La semaine dernière j’avais écrit que j’étais saturé de la mise en exergue de la relation des personnages. Cette semaine, c’est justement cet aspect spécifique de l’épisode qui m’a le plus captivé. Alors pourquoi ? J’y ai réfléchi juste après, et je n’ai pas trouvé de réponses (il faut dire qu’il était 4h du matin et que j’étais dans un état second). Le lendemain, ce fut l’illumination : l’épisode était tout simplement beaucoup mieux écrit.

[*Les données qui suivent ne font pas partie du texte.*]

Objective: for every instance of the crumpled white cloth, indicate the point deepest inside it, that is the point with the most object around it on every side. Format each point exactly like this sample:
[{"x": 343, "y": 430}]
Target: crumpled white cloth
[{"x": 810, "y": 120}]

Les parties génitales du taureau
J’ai été touché, je me suis senti impliqué. Quelque chose a fait que j’ai pu me mettre à la place des personnages et comprendre ce qu’ils ressentaient, ce qui ne m’était pas arrivé dans Doctor Who depuis… pfiou… Longtemps. Assez longtemps en tout cas pour que j’oublie tout le potentiel dramatique que recelait la série. A mon plus grand plaisir, Toby Whitehouse est parvenu à me faire une petite piqûre de rappel. La solution était pourtant simple : il suffisait d’arrêter de tourner autour du pot, de cesser de montrer sans montrer.

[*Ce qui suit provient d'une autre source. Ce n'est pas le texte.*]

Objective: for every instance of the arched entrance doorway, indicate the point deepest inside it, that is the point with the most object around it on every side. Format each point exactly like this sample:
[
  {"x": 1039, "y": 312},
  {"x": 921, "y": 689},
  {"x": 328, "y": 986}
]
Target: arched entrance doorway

Je ne m’en rends compte que maintenant : cette saison a été celle des non-dits, et pas des non-dits fins et subtils, non, celles des non-dits lourds et redondants. Ceux qui font se demander sans cesse au spectateur « Mais quand est-ce que ça va enfin éclater ? ». Le docteur sombre dans la noirceur, Amy est la fille qui attend, Rory le personnage lucide, voilà à peu près dix épisodes qu’on nous assène ces vérités à coup d’expressions faciales, de petites répliques discrètes, sans jamais prendre les couilles du taureau à deux mains.

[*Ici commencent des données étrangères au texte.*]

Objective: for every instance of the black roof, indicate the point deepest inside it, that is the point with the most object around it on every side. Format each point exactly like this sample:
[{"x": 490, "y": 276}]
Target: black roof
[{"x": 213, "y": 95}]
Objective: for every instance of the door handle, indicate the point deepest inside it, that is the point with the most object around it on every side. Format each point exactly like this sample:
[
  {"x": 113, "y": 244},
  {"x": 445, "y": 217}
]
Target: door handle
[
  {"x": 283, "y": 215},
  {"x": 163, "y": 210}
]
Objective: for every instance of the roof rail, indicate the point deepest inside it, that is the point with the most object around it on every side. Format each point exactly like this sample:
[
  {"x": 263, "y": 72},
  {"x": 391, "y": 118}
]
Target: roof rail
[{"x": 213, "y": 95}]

Alors quand un auteur se pointe, avec ses mains expertes et qu’il se met à les empoigner fermement, à en faire hurler toutes les vaches de la région, autant vous dire que ça fait du bien. Enfin quelqu’un qui ose dire les choses telles qu’elles sont, sans détour, sans l’aide extérieure d’un personnage objectif (River par exemple), avec simplement de bons dialogues, des personnages très bien écrits et un excellent scénario prétexte. Enfin quelqu’un qui fait se dire les choses aux protagonistes directement, tel qu’ils le ressentent sur le moment, qui les fait agir de manière cohérente et instinctive comme de vraies personnes. Finie la mystification du Docteur, d’Amy et de Rory, place aux vraies personnes qui se cachent en eux. Alleluia.
Le Docteur et cie
Et oui. Parce que mine de rien, cela fait 6 saisons qu’on nous présente le Docteur comme étant une figure quasi-divine dont le jugement serait incontestable. Excepté à la fin de l’ère de David Tennant, on ne nous avait jamais montré le Docteur avec autant de failles et de faiblesses. Quand je disais plus haut que le scénario prétexte était excellent, c’est en partie pour sa capacité à dévoiler cet aspect-là du personnage. Le fait qu’il se trompe dans son diagnostic face à une menace inconnue et devant des gens qui semblent lui porter une confiance aveugle le rend pour une fois faillible.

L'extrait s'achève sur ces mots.